Base Case 5-year consensus return potential

15.3% (2.5X the S&P consensus)
Consensus 12-month total return forecast 16%
Fundamentally Justified 12-Month Return Potential 21%
LT Consensus Total Return Potential 13.5%
Inflation-Adjusted Consensus LT Return Potential 11.28%
Consensus 10-Year Inflation-Adjusted Total Return Potential (Ignoring Valuation) 2.91
LT Risk-Adjusted Expected Return 7.85%
LT Risk-And Inflation-Adjusted Return Potential 5.63%
Conservative Years To Double 12.79

(Source: Dividend Kings Research Terminal)

Sun Life 2024 Consensus Total Return Potential

Sun Life 2024 Consensus Total Return Potential

(Source: FAST Graphs, FactSet Research)

If Sun Life grows as expected through 2024 and returns to historical market-determined fair value, it could deliver 54% total returns of a Buffett-like 20% CAGR.

  • compared to 10% CAGR for the S&P 500
  • Buffett-like return potential from a world-beater blue-chip bargain hiding in plain sight

Sun Life 2027 Consensus Total Return Potential

Sun Life 2027 Consensus Total Return Potential

(Source: FAST Graphs, FactSet Research)

SLF can potentially more than double your money in five years, delivering 2.5X higher returns than the S&P 500 and total returns of 15% CAGR.

How You Can Tell Sun Life Is A World-Class Company: Historical Returns Since 2000

Sun Life returns

(Source: Portfolio Visualizer Premium)

SLF rose like a Phoenix from the Great Recession crash (with no dividend cuts) and delivered 66% better annual returns than the S&P 500 and 2.5X better annual returns than the US financial sector.

Sun Life historical returns

(Source: Portfolio Visualizer Premium)

Management’s long-term total return guidance of 13.5% CAGR is similar to the 12% average annual returns it’s delivered for the past 22 years, which includes three recessions, three market crashes, and five bear markets.

Sun Life Investment Decision Tool

x

DK

Sun Life stock rating

(Source: Dividend Kings Automated Investment Decision Tool)

SLF is one of the most reasonable and prudent high-yield blue-chip opportunities for anyone comfortable with its risk profile.

  • 14% discount vs. 8% market premium = 22% better valuation
  • 4.5% yield vs. 1.6% yield (3X higher and much safer)
  • 35% better consensus long-term return potential
  • 2X better risk-adjusted expected return over the next five years
  • 3X higher consensus dividends over the next five years

Bottom Line: Siemens And Sun Life Are Two Great High-Yield Blue-Chip Bargains Just Begging To Be Bought

Does the recent US market rally make sense?
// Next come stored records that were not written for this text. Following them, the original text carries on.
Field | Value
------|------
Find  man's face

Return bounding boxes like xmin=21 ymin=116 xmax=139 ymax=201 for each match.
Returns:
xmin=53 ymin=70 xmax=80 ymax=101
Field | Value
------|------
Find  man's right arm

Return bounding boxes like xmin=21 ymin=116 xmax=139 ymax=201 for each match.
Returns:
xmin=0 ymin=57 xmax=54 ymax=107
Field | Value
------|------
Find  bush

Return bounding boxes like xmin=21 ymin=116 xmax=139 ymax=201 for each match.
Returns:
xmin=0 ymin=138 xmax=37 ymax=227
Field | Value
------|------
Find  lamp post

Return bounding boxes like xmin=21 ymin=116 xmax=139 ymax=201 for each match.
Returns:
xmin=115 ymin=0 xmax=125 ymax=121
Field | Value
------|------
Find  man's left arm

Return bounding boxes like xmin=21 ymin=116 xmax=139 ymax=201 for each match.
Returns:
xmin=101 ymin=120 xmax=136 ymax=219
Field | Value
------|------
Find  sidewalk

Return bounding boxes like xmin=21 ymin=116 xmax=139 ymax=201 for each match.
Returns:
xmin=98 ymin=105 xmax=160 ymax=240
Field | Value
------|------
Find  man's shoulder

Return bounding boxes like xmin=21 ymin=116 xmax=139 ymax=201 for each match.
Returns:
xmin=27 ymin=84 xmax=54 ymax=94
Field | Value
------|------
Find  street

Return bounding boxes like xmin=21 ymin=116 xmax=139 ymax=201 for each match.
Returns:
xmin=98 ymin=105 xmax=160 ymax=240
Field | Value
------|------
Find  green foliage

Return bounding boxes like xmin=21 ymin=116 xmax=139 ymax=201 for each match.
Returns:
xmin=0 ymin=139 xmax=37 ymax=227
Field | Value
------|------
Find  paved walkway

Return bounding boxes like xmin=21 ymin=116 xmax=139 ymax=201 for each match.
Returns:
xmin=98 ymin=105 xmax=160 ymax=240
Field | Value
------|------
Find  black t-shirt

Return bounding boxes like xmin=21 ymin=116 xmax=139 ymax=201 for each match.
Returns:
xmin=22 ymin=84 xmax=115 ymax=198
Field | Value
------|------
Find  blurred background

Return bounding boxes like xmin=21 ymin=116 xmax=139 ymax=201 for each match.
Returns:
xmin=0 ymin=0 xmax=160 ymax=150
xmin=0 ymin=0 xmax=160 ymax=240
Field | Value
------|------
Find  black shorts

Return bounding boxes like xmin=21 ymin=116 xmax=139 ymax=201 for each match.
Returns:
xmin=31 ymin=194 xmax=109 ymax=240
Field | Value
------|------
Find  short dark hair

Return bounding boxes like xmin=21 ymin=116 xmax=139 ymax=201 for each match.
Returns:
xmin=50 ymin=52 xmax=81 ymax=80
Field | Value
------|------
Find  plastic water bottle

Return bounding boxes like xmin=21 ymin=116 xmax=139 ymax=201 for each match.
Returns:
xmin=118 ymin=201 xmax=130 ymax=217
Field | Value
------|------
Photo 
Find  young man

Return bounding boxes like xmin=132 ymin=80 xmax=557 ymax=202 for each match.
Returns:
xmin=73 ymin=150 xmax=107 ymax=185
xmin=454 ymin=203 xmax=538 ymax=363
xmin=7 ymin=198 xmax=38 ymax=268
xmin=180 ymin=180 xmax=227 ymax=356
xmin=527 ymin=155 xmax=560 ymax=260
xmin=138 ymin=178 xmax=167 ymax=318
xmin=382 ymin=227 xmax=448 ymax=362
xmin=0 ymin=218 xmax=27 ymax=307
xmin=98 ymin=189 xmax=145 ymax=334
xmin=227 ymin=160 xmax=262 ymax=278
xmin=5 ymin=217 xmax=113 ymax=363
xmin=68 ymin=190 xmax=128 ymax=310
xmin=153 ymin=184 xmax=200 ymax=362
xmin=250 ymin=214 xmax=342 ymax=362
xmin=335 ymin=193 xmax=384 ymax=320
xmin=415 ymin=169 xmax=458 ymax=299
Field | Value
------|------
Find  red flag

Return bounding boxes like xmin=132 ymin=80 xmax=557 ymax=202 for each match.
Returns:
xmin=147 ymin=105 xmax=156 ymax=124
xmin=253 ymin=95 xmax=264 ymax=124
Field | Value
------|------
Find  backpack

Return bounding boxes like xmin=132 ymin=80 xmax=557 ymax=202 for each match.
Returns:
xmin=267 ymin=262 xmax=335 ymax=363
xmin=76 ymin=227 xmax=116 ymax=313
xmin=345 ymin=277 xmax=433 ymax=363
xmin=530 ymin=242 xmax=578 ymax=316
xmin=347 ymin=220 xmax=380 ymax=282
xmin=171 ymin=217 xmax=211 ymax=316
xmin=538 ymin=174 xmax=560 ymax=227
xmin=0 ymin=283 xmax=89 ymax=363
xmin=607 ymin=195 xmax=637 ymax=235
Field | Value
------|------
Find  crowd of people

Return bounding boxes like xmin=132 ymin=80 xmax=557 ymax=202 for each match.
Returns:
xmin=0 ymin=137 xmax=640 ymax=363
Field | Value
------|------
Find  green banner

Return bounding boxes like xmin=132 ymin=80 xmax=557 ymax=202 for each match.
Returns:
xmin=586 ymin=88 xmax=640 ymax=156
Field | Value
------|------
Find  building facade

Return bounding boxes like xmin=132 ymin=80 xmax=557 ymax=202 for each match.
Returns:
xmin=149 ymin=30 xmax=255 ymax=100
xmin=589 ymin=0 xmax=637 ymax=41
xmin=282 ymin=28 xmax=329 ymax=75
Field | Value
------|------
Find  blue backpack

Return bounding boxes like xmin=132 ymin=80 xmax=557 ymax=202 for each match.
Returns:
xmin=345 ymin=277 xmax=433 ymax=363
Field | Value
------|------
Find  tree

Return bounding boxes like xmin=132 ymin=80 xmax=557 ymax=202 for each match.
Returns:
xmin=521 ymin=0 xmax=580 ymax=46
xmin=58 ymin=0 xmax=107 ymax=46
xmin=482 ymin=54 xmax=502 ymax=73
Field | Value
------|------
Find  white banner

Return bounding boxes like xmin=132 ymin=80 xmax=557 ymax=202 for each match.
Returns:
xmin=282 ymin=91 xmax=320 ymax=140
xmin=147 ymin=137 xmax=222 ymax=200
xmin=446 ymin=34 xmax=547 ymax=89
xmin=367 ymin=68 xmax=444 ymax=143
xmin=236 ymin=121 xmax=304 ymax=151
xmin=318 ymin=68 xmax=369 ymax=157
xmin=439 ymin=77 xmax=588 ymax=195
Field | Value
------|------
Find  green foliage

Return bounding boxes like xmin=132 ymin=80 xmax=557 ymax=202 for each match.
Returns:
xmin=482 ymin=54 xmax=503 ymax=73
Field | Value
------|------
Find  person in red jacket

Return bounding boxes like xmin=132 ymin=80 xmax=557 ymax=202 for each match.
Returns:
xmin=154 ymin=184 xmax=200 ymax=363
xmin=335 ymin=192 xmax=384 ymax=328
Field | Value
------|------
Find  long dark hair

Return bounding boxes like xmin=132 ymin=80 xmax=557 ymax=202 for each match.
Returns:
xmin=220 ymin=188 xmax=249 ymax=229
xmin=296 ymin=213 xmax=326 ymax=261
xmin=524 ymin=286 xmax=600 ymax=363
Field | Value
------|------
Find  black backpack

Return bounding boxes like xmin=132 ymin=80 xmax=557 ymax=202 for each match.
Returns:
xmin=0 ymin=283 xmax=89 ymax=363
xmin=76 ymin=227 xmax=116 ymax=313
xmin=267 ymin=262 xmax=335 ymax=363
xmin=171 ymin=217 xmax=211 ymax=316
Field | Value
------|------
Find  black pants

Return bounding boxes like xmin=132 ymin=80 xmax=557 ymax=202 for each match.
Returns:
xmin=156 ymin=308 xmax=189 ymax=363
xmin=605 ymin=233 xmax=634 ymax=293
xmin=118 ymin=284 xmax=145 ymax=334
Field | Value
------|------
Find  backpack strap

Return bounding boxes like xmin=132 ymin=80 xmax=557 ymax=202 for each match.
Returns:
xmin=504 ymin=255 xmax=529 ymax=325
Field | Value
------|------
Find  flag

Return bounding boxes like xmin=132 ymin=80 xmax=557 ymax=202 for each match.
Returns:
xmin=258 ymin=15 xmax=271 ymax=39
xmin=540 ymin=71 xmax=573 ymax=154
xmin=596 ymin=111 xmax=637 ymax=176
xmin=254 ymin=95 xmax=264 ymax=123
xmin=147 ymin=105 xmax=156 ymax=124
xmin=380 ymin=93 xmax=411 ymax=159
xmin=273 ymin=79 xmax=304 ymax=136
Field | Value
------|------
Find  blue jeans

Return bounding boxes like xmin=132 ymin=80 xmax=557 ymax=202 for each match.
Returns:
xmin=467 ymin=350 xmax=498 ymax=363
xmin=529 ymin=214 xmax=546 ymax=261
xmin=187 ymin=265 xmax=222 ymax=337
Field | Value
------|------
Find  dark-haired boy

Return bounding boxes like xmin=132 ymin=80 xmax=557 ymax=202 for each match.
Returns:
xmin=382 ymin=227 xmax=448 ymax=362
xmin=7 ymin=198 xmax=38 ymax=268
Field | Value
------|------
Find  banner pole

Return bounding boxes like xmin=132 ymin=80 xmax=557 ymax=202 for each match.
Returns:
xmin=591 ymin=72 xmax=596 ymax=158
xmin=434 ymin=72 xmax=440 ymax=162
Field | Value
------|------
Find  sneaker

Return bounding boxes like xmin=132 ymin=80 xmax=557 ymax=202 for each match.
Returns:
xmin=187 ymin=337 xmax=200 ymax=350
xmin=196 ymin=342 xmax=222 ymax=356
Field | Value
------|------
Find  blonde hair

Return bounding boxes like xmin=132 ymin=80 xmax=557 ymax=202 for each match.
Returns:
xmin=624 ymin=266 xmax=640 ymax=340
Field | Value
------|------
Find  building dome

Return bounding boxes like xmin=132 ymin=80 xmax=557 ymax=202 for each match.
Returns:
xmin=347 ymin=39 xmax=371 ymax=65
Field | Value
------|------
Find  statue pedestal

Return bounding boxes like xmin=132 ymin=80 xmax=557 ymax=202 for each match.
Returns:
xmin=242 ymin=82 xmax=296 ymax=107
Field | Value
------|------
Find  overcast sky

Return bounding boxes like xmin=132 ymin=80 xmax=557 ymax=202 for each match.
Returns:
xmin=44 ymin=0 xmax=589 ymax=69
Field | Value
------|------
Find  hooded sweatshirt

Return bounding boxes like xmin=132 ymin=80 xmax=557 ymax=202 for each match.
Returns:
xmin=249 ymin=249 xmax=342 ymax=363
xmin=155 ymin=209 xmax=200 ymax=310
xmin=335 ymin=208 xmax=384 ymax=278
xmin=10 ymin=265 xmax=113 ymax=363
Only if you’re a technically focused trader trying to score some quick gains.

Is the market likely to hit new lows in the coming months? The fundamentals and market history say yes, we potentially have about 29% more to fall before the final bottom.

Does that mean that now is the time to sell everything, go to cash, and wait for “the dust to settle”? Absolutely not.

Wilshire 5000 worst six months periods

Charlie Bilello

After an 18+% decline over 6 months, the US market is one of the best long-term wealth compounders you can possibly own. Only once since 1971 has the market failed to deliver positive returns in the next year.

And not once in 51 years, after a grisly shellacking as we’ve seen in the first half of this year, have stocks failed to deliver positive returns in the next 3+ years.

The wrong questions to ask are “will the Fed pivot soon?” and “what will the market do over the next year?”

The right questions to ask are “what will stocks likely do in the next 3+ years?” And “what high-yield blue-chip bargains can I buy today that are likely to do even better in the next decade?”

Siemens and Sun Life are two of the best high-yield blue-chip bargains you can buy today, offering a potent combination of safety and quality first and prudent valuation and sound risk management always.

These are A-rated 3.9% to 4.5% yielding companies have proven they can deliver dependable income and market and sector beating returns.

And in the next few years, they literally offer Buffett-like return potential for anyone who is comfortable owning them as part of a diversified and prudently risk-managed portfolio.

It’s always and forever a market of stocks, not a stock market, and if the US market is going crazy, there are world-class alternatives available overseas if you know where to look.